Холодная мята - Григор Михайлович Тютюнник
Шрифт:
Интервал:
Закладка:
…В овражке глухо, уютно и даже томно от крутого, не тронутого ветром запаха прогретых лопухов и «куриной слепоты», сырой, спрятанной от солнца низовой земли и трухлявых ольховых веток.
Травы здесь мало, и коровы стоят кучкой, нудясь, то и дело поглядывая на пастухов. Лишь телятам развлечение: скачут в лопухах, потому что они их щекочут, раскачиваясь из стороны в сторону, цепляют на хвосты тугие комья красного репейника.

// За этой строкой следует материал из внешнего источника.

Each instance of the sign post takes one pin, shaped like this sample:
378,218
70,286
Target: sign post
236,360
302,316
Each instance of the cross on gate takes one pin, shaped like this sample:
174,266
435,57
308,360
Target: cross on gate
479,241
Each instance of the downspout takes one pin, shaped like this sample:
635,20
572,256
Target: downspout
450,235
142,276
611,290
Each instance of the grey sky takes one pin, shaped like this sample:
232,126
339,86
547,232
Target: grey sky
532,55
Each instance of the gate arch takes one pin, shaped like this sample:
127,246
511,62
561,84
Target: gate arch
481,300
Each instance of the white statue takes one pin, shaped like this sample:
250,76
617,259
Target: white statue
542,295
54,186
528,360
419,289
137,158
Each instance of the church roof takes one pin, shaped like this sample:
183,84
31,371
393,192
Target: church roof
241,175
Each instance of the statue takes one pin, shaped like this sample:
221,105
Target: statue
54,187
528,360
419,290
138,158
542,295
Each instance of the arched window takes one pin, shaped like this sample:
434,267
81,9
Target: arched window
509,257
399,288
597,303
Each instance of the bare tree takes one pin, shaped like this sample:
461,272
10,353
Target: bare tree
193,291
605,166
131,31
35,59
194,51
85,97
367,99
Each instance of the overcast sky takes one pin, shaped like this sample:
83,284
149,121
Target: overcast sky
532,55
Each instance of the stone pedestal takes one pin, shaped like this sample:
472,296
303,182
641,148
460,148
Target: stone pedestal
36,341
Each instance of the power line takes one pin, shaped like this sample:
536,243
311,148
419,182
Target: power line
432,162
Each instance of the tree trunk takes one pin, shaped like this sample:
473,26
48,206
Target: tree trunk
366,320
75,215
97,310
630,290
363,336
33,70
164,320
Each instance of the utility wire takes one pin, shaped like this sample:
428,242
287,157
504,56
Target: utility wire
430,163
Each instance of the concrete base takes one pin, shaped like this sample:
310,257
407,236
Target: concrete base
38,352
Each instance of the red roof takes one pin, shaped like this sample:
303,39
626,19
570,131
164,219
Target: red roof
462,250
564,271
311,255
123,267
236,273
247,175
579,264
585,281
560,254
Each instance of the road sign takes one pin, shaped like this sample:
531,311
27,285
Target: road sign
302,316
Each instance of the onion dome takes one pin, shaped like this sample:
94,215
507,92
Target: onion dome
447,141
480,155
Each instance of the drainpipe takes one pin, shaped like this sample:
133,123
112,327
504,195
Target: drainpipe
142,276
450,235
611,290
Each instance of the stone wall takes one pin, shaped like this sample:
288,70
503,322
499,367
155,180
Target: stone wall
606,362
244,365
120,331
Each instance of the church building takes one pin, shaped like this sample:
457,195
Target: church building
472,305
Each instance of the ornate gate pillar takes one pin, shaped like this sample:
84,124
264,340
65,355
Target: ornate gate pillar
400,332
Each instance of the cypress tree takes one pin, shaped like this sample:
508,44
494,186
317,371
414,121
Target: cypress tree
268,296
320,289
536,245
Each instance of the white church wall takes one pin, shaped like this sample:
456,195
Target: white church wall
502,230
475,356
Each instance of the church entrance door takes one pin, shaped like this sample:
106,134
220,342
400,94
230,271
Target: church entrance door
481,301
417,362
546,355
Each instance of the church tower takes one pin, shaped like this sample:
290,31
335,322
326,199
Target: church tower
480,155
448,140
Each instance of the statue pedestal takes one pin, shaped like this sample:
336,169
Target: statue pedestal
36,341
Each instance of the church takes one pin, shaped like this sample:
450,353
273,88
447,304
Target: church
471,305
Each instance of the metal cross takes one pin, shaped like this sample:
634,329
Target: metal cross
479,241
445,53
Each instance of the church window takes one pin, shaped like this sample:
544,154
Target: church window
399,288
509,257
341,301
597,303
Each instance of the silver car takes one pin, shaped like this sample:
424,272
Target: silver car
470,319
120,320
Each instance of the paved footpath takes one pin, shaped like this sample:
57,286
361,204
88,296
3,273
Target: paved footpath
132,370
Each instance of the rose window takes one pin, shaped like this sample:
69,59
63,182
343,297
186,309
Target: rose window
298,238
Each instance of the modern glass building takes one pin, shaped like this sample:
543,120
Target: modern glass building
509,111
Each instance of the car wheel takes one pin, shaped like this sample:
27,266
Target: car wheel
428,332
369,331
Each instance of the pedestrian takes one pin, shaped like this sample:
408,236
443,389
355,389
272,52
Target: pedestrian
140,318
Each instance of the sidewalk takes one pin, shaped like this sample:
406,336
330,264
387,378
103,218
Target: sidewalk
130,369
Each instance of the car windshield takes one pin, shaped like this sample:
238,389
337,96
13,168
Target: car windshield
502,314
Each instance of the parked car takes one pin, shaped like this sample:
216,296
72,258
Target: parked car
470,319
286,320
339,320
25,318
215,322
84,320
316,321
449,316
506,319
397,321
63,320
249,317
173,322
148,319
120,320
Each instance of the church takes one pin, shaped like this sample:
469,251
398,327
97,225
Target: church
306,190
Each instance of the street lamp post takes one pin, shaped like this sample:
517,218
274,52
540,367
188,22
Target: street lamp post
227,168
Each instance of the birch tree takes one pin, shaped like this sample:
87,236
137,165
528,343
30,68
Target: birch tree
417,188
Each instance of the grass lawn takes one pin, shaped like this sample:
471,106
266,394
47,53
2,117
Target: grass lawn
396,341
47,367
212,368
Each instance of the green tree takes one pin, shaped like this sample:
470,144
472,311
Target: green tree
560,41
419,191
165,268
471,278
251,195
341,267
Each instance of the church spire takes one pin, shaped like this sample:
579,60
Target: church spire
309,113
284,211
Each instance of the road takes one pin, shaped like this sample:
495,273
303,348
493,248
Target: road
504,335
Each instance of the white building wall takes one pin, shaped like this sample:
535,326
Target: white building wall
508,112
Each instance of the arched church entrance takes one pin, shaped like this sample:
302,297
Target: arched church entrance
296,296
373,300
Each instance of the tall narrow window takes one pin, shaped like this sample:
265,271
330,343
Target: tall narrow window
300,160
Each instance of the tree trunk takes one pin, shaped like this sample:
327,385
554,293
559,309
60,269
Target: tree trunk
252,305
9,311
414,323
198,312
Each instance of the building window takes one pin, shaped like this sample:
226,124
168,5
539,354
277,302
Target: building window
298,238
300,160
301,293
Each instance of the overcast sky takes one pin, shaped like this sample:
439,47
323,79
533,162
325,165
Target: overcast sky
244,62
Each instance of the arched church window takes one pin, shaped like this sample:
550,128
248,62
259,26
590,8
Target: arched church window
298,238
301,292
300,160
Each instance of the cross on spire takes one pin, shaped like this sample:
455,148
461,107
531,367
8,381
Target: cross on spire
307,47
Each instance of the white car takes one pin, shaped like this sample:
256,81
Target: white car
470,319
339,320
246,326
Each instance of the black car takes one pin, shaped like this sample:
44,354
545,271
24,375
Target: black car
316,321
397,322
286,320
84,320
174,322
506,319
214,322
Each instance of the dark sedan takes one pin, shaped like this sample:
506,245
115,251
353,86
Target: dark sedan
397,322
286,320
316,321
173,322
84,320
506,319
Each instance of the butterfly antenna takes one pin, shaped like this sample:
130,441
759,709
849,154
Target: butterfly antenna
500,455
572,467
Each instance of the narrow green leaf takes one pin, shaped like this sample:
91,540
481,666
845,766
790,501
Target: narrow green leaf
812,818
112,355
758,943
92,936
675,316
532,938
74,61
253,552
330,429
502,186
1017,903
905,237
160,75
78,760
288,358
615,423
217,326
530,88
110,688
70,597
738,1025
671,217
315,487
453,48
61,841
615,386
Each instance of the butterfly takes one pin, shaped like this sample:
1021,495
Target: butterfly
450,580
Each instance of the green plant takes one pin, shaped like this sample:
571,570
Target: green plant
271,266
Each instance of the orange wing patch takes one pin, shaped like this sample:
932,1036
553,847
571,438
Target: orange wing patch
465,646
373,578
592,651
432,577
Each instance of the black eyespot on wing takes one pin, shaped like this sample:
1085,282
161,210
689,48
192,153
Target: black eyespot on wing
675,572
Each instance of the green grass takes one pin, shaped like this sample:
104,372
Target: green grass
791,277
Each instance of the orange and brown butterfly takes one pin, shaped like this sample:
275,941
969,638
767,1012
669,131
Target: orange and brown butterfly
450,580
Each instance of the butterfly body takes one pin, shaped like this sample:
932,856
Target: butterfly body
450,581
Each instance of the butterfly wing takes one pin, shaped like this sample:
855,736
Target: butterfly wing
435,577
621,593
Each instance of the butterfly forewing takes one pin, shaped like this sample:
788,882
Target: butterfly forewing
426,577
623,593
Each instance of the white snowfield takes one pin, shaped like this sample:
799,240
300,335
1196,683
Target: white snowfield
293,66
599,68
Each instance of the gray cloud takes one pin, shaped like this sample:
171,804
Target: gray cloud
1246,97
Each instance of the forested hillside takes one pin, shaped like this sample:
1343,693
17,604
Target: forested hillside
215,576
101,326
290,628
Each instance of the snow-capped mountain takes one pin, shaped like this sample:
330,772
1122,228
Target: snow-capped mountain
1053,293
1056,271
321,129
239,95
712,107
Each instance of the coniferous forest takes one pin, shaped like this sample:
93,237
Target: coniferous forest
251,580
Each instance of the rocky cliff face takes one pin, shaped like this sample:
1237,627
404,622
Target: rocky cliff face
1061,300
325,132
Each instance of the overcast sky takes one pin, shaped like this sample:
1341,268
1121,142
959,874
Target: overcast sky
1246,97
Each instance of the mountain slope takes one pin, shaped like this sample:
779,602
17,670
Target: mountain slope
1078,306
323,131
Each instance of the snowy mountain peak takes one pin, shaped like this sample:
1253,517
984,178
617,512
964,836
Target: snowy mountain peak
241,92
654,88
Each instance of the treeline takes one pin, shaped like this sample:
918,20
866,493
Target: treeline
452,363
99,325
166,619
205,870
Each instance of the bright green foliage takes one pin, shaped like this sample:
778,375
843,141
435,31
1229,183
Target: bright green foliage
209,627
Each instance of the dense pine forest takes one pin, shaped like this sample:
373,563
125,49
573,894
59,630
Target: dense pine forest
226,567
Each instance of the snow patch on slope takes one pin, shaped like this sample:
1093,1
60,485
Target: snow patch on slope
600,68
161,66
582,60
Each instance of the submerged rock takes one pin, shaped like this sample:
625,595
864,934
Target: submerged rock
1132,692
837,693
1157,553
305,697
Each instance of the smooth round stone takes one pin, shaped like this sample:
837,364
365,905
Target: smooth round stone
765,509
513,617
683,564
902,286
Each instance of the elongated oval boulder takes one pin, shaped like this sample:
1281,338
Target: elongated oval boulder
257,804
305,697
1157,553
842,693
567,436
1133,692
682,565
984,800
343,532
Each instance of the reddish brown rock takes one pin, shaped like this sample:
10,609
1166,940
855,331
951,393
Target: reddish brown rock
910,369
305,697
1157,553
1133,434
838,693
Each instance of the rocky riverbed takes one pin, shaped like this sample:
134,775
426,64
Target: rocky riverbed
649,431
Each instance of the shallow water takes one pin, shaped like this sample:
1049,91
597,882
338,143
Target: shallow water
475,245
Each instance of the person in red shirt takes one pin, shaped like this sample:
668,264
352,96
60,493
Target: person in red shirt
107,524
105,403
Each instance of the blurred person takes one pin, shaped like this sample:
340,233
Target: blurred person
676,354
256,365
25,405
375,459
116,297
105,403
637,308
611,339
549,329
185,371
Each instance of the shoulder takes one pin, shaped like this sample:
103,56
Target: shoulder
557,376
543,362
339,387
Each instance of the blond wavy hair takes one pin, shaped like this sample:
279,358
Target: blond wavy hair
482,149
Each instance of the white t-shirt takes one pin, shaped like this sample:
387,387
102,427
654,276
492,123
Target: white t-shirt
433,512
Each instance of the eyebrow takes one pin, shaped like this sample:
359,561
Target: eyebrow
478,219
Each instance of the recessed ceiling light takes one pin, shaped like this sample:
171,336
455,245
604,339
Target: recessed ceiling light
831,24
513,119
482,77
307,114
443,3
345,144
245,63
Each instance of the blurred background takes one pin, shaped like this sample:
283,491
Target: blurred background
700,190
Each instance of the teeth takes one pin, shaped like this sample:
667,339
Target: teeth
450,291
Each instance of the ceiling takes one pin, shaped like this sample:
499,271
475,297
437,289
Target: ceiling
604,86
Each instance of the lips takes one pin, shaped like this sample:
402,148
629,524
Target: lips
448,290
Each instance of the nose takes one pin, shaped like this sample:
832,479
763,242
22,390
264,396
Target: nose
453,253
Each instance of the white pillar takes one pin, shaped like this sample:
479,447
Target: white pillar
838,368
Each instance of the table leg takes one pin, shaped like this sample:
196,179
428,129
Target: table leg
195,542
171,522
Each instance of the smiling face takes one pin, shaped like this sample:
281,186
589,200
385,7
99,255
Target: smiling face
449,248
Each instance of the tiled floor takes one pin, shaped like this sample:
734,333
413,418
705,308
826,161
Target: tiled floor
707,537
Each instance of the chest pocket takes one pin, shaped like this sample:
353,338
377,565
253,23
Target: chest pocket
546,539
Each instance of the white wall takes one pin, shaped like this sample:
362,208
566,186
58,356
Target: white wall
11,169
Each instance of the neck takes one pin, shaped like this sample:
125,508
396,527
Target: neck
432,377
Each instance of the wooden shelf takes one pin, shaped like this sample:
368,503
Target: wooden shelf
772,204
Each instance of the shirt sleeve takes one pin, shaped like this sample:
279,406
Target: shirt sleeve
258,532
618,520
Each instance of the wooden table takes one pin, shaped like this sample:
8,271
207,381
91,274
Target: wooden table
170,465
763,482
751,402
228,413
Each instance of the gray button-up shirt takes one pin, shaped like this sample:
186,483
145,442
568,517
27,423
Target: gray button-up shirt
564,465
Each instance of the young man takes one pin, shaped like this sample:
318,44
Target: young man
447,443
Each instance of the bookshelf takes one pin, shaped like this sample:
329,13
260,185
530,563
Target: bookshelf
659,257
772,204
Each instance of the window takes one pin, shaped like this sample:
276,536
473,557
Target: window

Тимоха разложил костер, намостил под бока сухой картофельной ботвы и снова, как под сосной, лег, впившись глазами в небо. Из оврага, словно из ямы, оно казалось ему ниже и короче, а сам овражек — глубже и склоны его круче.
Палажечка принесла в переднике картошки — не очень крупной, но и не мелкой: чтобы быстрее испеклась.
— Ты какую любишь? — спросила Тпмоху ласково и заботливо, так, будто они были мужем и женой. — Красную или белую?
Тпмоха помолчал, раздумывая над тем, какая лучше, по, так ничего и не придумав, сказал:
— Всякую. Лишь бы только не водяная…
— А у вас заведено печь картошечку в печке? — не умолкает Палажечка.
— У кого это, у нас? — никак не сообразит Тимоха.
— Ну, дома…
— Ха! «Заведено»… Как нечего ужинать, так заведено, а как есть, то и не заведено…
Солнце уже спряталось за ольшаник, пустило сквозь листья тоненькие розовые стрелы. И дым над костром порозовел, как зимою на закате солнца. Разгоряченные игрой телята наскакивали с разбега на костер, останавливались, сопели, широко расставив передние ноги, и смотрели на пламя глупенькими глазами. Палажечке стало грустно сидеть молча, и она заговорила с телятами:
— А что, жижа? Видишь — жижа… Мень-мень-мень… Иди я тебе на шейке поиграю… Вот так мы любим, вот так…
Картошка перестала шипеть. Угли пригасли. В овражке вкусно запахло поджаренной корочкой. А лопухи, почувствовав холодок, встопорщились, тихо заскрипели, выпрямляясь, и тоже запахли — сыростью, росой, ночью…
Палажечка выгребла из углей несколько картошек, поиграла ими, как камешками, чтобы остудить, и тихонько засмеялась.
— Чего ты? — спросил Тимоха.
— А я тебя обманула!..
— Как?
— А так! Сала у меня и нет…
— А для чего ж ты обманывала?
— Так. Захотелось…
— Хи! Чудная… «Захотелось»! А теперь люди будуть ругать, что коров не напасли…
— Те! Подумаешь! — улыбнулась Палажечка, пряча под густыми черными ресницами насмешливый возбужденный взгляд. — Лучше бери картошку. Хороша!
Тимоха поднялся и, очутившись лицом к лицу с Палажечкой, увидел, как задрожали ее блестящие, сломленные посредине брови, а ресницы мгновенно взлетели вверх, открыв терпкие смоляные глаза.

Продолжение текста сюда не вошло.